MIHR believes that such a system for supporting local environmental defenders should be incorporated into the policies under consideration.
“Veld fires are one of the major serious environmental hazards that affect Zimbabwe to-date. It is estimated that each year Zimbabwe loses an average of 900 000 hectares of land and millions worth of property to veld fires. The major causes of these veld fires include land clearance, illegal miners, open burning of waste, poaching and sheer criminality,” Maphosa said.
“The Environment Management Agency (EMA) has been instrumental in educating citizens about veld fires and encouraging local citizen agency. The unfortunate ‘10-10-10 veld fire disaster’ is an indication of the effectiveness of the EMA efforts as these beloved environmental champions died volunteering to defend their local environment.”
A traditional leader, Chief Abel Chundu of Hurungwe said there are a lot of veld fires taking place as laws were not punitive enough for culprits.

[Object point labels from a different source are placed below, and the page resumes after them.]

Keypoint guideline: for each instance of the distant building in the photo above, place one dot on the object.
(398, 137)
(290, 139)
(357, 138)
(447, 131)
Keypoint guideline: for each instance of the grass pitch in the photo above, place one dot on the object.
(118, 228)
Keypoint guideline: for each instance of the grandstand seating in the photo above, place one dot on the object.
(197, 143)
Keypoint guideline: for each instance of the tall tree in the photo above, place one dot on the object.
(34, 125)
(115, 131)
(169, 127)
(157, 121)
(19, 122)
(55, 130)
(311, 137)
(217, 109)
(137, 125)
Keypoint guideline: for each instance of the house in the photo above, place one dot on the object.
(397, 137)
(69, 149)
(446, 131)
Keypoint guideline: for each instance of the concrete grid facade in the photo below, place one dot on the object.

“There are a lot of people who are dying and some are dying trying to put out fires,” he said, highlighting that in their traditional courts, they thoroughly dealt with such cases “but we are not seeing justice happening in the Magistrates’ courts”

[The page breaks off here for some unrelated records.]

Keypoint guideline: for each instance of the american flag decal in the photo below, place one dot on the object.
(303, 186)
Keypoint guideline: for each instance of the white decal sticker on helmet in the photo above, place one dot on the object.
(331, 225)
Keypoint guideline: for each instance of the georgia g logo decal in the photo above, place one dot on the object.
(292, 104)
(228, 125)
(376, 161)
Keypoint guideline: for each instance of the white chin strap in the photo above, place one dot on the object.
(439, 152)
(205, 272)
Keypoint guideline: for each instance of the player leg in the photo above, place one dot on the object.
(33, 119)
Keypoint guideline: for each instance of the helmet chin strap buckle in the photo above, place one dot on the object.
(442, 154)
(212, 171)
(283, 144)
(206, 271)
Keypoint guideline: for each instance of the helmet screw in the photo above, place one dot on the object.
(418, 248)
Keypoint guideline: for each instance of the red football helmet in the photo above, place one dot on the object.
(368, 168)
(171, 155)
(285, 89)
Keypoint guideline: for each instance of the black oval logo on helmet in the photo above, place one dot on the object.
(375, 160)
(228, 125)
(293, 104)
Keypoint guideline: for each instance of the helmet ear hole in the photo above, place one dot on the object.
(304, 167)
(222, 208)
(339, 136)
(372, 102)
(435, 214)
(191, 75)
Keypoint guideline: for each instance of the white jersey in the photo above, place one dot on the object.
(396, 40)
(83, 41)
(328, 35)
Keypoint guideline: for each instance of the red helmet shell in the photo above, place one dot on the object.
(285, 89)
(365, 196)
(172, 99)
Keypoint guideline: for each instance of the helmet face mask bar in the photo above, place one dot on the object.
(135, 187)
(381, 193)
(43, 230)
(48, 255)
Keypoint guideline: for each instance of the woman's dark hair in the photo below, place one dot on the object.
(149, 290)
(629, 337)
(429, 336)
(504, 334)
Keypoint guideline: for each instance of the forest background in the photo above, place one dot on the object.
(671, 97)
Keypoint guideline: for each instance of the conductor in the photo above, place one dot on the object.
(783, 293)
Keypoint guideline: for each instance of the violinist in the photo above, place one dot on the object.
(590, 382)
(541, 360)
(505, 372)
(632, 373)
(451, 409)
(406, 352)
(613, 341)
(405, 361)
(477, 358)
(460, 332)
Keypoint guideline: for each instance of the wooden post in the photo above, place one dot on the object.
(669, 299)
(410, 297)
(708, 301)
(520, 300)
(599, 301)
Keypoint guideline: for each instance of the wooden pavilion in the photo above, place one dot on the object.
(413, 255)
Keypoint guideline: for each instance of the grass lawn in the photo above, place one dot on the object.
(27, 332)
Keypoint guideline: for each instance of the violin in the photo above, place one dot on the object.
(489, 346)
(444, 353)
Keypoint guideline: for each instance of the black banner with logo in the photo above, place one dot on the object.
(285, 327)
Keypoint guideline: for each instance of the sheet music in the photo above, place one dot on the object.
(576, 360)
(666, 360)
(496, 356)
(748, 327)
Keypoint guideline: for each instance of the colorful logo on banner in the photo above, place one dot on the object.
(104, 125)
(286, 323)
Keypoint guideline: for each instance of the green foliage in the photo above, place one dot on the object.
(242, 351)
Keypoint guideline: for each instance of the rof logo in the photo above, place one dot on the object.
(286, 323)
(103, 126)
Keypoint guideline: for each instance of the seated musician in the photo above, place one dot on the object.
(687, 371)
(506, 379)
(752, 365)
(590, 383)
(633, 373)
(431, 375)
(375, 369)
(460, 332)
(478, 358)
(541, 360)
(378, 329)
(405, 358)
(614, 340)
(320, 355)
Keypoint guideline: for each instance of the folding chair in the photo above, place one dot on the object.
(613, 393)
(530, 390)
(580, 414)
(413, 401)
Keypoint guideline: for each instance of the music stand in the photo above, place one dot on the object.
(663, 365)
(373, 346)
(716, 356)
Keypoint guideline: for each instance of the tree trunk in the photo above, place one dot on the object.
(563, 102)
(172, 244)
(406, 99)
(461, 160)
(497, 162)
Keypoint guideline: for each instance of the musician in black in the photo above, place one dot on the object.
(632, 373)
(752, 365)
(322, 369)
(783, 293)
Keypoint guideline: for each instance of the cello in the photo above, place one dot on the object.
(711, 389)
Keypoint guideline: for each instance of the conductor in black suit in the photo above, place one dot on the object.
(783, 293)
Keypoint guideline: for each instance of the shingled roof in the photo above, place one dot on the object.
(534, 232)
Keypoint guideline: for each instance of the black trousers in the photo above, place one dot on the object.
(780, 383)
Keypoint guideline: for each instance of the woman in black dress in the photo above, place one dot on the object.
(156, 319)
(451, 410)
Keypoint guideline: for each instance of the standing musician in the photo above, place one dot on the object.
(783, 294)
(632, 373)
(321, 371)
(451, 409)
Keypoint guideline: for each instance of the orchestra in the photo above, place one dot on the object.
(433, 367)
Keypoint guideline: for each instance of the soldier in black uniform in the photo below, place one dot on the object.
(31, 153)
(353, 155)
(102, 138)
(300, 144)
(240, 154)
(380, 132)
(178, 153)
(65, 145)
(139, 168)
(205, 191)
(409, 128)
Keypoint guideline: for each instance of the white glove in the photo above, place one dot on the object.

Minister of Information, Publicity and Broadcasting Services, Monica Mutsvangwa, claimed Cabinet has spent much time discussing veld fire effects and what might be done to solve the situation.
She stated that farmers around the country had lost a large number of fields, some of which were planted with wheat.
“As a country, we are proud of the wheat production and we are looking forward to having a good harvest but because of such fires, it is painful that people who perpetrate this arson are people who do so for very petty reasons like those who will be hunting for mice,” she said.
The minister said the Environmental Management Act would have to be looked into and that during the amending process, parliamentarians must make sure the law is restrictive.
“We need to ascertain whether the law is punitive enough so that when people have participated in arson, then they will be deterred by heavy sentences,” said Mutsvangwa.
“I am going to engage the Minister of Justice, Legal and Parliamentary Affairs, (Ziyambi) Ziyambi so that the Act should be looked at. Even the Attorney General should look at the law and the law will be brought to Parliament so that it is reviewed or amended.”